Indonesia and Malaysia each have Chinese populations of roughly 7 million, said Wong. Both nations have suspected this minority of supporting local communist movements in the past and have experienced outbreaks of shocking violence against them (Indonesia in1946, 1965, 1998) and (Malaysia in 1969). Resentment of the wealth of this ethnic minority is typically a factor contributing to the violence.

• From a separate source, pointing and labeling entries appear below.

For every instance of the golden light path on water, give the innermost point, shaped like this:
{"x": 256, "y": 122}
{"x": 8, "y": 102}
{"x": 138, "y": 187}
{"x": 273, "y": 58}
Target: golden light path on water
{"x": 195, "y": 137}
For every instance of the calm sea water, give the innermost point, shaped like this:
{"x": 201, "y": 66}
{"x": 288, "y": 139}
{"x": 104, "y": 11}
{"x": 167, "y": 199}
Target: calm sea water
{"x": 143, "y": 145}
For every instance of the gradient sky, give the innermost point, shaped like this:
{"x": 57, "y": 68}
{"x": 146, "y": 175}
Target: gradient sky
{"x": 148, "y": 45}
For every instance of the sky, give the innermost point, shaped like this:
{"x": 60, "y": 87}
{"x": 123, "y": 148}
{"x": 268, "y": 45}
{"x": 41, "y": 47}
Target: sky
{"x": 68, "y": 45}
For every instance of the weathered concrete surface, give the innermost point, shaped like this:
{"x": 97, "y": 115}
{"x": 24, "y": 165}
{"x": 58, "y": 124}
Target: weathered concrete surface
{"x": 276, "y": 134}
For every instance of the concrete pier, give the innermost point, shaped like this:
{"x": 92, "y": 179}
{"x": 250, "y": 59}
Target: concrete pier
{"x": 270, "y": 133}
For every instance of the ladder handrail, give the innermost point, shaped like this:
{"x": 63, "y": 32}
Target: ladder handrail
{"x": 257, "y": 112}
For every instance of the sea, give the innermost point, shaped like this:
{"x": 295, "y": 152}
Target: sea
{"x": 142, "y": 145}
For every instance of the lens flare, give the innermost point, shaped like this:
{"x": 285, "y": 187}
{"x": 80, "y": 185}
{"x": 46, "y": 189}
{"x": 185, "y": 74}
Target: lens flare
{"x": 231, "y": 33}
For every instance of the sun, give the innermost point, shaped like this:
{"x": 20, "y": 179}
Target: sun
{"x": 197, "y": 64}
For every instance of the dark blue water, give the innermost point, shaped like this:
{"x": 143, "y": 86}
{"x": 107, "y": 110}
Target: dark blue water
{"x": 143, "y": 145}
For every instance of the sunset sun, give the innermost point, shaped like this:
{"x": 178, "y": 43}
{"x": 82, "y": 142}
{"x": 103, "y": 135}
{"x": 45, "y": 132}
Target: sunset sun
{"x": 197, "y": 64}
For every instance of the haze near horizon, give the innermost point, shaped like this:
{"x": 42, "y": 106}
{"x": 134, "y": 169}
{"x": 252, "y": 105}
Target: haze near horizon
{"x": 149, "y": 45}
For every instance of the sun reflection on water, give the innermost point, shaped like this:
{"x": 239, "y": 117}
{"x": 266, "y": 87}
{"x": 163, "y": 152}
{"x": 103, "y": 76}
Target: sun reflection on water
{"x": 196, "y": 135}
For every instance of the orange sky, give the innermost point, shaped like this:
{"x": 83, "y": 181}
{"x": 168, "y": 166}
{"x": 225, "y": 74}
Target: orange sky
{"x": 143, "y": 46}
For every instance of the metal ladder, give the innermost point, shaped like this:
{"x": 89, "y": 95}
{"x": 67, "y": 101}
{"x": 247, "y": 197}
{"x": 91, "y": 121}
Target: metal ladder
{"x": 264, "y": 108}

Riots and restrictive measures — including a development policy that favored ethnic Malaysians in Malaysia after 1969 — produced alienation among Chinese minorities in the two countries. Waves of Indonesian-born Chinese have chosen to return to China, migrate to Malaysia and Singapore or live abroad elsewhere in the region. Nevertheless, Wong pointed out that ethnic Chinese have contributed significantly to Indonesia as scientists, politicians and businessmen. In fact, many of these individuals are honored in a new museum in the country.
In Malaysia, the fact that Chinese educational institutions continue to operate, the participation of Chinese Malaysians in the country’s independence movement (and later in national leadership) and new economic policies that no longer disfavor Chinese business ownership have created a more positive relationship with the country’s Chinese minority. Yet, said Wong, “out of a population 35 million people, we have a least a million [Chinese Malaysians], some of them our most brilliant people, residing abroad.”
Ties between China and the region have now “been taken over by state-to-state relations, as well as trade,” said Wong, with the Chinese Belt and Road economic development initiative playing a significant role in this trend. In addition, the rapid development of China has led to rising numbers of Chinese students and tourists who come to study or travel in the region, as well as smaller numbers of Chinese who choose to relocate permanently.

Chinese Primary School in Lumut, Perak state, Malaysia. (Photo: Marufish via Wikimedia Commons.) CC BY-SA 2.0.
Geopolitical tensions
Wong argued that the Chinese diaspora population in Southeast Asia and their relations with China were important not only because of China’s relationship with the region and vice versa, but also because of the geopolitical rivalry between China and the United States.
“[This rivalry] has forced, or prompted, many countries in Southeast Asia to possibly make some decisions as to which side to take,” he related. “But within this larger picture, we also have the ethnic Chinese who have been prominent in maintaining bilateral ties between China and Southeast Asia.
“In Malaysia in particular, we are very close to China in some sense. But at the same time, we are conscious of the fact that the United States is also very important in the region.”